Monday, October 15, 2007
"I don't want to go on the cart!"
Related:
"Back off! I'm Not Dead Yet"--an article on living wills and advance directives at the Washington Post by Charlotte F. Allen (If my link does not work, try the one at Real Choice) Her article begins with her short battle with breast cancer, and her experiences with the paperwork that comes with risky (yet often life-saving) medical treatments.
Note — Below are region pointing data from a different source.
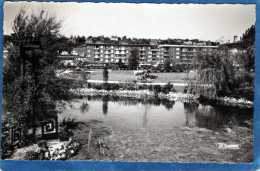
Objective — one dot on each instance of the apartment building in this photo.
(100, 53)
(182, 54)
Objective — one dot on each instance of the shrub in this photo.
(32, 155)
(157, 89)
(167, 88)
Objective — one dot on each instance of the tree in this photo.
(105, 77)
(167, 64)
(133, 60)
(31, 69)
(215, 75)
(248, 43)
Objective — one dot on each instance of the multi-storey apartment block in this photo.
(101, 53)
(182, 54)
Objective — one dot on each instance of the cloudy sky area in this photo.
(205, 22)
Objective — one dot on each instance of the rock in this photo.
(186, 128)
(228, 130)
(203, 130)
(224, 146)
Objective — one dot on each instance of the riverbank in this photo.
(178, 144)
(171, 96)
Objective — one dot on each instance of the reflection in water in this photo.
(126, 101)
(105, 100)
(136, 113)
(84, 107)
(190, 109)
(207, 116)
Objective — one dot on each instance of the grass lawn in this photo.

Having recently been seriously ill enough to be in the hospital--and asked questions about advanced directives--and having had two of my relatives diagnosed with cancer in the past 6 months, and the oldest living member of my family now receiving hospice care, this article really hit home for me.
Here's a small excerpt:
...I found something weasely in the way all those options were presented, as though my only real choice were between being dispatched into the hereafter at the first sign of loss of consciousness or being stuck with as many tubes as needles in a voodoo doll and imprisoned inside a ventilator until global warming melts the ice caps and the hospital washes out to sea. I found the box on the form that said "I decline a living will" and checked it. Right now, my husband is my living will, and after we spent 13 days observing Terri Schiavo exercise her "right to die" by being slowly dehydrated to death after her feeding tube was removed in 2005, he knows exactly how I feel about such matters.
...
...it seems that people talk a good game about living wills, especially when they're healthy, but when their health begins to fail, they often have very different ideas about what they would be willing to undergo to stave off death for a little while. Furthermore, according to a 1990s study by the National Institutes of Health, even when patients have living wills, if those wills contain directives with which doctors and hospitals disagree (such as, I myself suspect, prolonging the patient's life instead of terminating it), many doctors simply ignore the patient's desires. Living wills, it would seem, are effective only if they happen to comport with doctors' and bioethicists' own theories about what is best for the patient anyway. For this reason, the authors of the Hastings study propose that instead of filling out a living will, people execute a durable power of attorney, a simple document that entrusts decisions about end-of-life care to a relative or friend who shares the signer's moral beliefs about death and dying. That sounds about right to me.
None of us should be tossed on the cart before it's time.